Kahya garda le silence, l’écoutant avec attention. Si elle pensait avoir compris une chose, c’est qu’Arch aspirait à de grands desseins et ne baissait jamais les bras. C’était la toute première fois qu’elle prenait conscience de ses doutes. Le sentiment était amer. Cette discussion remuait bien des choses, même chez elle, et la jeune fille ne pouvait que s’en vouloir d’en être responsable. Il ne s’était jamais confié à elle auparavant. À personne, en réalité. Elle eut l’impression qu’une carapace se fissurait. Mais ce que cette armure avait à libérer l’effrayait. Arch se saisit d’une petite poignée de cailloux et joua avec avant d’en lancer un d’un geste désinvolte. Il roula sur la glace puis plongea dans l’eau du lac.

— Ils ne savent pas ce que ça fait d’être pointé du doigt, lâcha-t-il d’un ton acerbe, d’être mis à l’écart chaque jour et de devoir vivre avec.

Il en lança un autre.

— D’être seulement considéré comme une menace.

Puis encore un.

— Comme un monstre…

Ce dernier mot sembla les blesser tout deux plus que les précédents.
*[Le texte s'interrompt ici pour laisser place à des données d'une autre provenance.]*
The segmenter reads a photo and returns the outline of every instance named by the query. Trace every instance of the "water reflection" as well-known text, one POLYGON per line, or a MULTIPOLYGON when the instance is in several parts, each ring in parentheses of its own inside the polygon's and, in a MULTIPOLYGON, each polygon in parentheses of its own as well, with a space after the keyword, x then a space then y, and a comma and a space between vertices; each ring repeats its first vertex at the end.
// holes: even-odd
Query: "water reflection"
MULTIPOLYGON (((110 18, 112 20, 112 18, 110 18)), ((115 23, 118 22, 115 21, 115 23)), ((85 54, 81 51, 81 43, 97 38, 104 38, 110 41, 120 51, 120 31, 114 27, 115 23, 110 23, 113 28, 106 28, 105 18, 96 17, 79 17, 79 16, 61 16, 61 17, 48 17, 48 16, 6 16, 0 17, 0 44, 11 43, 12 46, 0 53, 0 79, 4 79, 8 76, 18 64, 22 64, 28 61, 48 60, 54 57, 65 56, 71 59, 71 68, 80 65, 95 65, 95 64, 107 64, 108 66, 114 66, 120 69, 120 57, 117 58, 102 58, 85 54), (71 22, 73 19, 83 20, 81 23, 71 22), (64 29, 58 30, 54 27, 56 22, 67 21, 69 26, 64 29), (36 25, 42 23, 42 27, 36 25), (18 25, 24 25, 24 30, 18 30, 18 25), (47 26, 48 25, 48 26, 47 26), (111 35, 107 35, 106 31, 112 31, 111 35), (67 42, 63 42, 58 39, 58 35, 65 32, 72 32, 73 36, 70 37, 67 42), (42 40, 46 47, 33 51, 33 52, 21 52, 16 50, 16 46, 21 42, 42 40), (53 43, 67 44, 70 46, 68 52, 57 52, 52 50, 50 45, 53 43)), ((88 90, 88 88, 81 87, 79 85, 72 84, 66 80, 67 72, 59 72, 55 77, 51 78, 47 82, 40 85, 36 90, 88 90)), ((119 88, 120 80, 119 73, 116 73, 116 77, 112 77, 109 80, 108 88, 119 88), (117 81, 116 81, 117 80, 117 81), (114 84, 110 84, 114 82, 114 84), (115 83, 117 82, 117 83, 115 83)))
Il marqua une pause alors que ses épaules s’affaissaient.

— Je suis fatigué de tout ça. J’ai peur du jour je commettrai l’irréparable, comme j’ai failli le faire aujourd’hui.

Il arma son bras, prêt à lancer la dernière pierre.

— Du jour où je deviendrai ce monstre.

Kahya lui attrapa soudainement le bras, l’empêchant de poursuivre. La pierre chuta à leurs pieds et Arch tourna la tête avec surprise vers son amie. Les yeux rougis de la jeune fille se couvraient d’un voile humide. Un trait brillant se dessina sur sa joue. Elle n’avait jamais pris la véritable mesure de ce qu’il ressentait jusqu’à aujourd’hui. Perdant ses moyens, il réalisa qu’il avait pensé à voix haute et chercha à se justifier sans qu’aucun mot ne passe la barrière de ses lèvres. Il n’avait pas voulu lui dire tout cela, et encore moins que cela l’affecte ainsi. Kahya sembla elle aussi se rendre compte qu’elle avait agi par réflexe. Mais avant que le silence ne s’étende, elle prit une longue inspiration, de celles forgées dans les résolutions les plus sincères. Elle reprit confiance, comme si le pouvoir de tout balayer venait de lui être accordé.

— Tu n’es plus seul aujourd’hui. Nous sommes là, Criss et moi. Laisse ces gamins dire ce qu’ils veulent de nous, tout ça n’a pas d’importance. Je sais à quel point tu veux devenir meilleur, que ton souhait le plus cher est de changer tout ça. C’est ce qui importe, et l’unique chose dont tu ne dois jamais t’écarter.

Arch fut surpris par sa détermination et y pensa un instant. Il voulait y croire. Il voulait tellement y croire et lui faire confiance, mais tout était contre eux au village. Tout avait toujours été contre eux. Il voulait partir, quitter ce maudit endroit mais n’en avait nullement les moyens.

— J’ai essayé Kahya, dit-il d’une voix chancelante. J’ai vraiment essayé.

Kahya ne put trouver les mots immédiatement tant l’expression du jeune mage était sincère. Mais elle appuya un sourire tout en l’enlaçant tendrement.

— Faisons en sorte de changer ça ensemble. Tu réaliseras ton rêve, Arch. J’en suis persuadée…

Les pensées du jeune mage semblèrent s’envoler avec la brise. Même s’il doutait certainement que les choses changent du jour au lendemain, une chose, elle, était certaine. Dieux, comme il aimait ce sourire.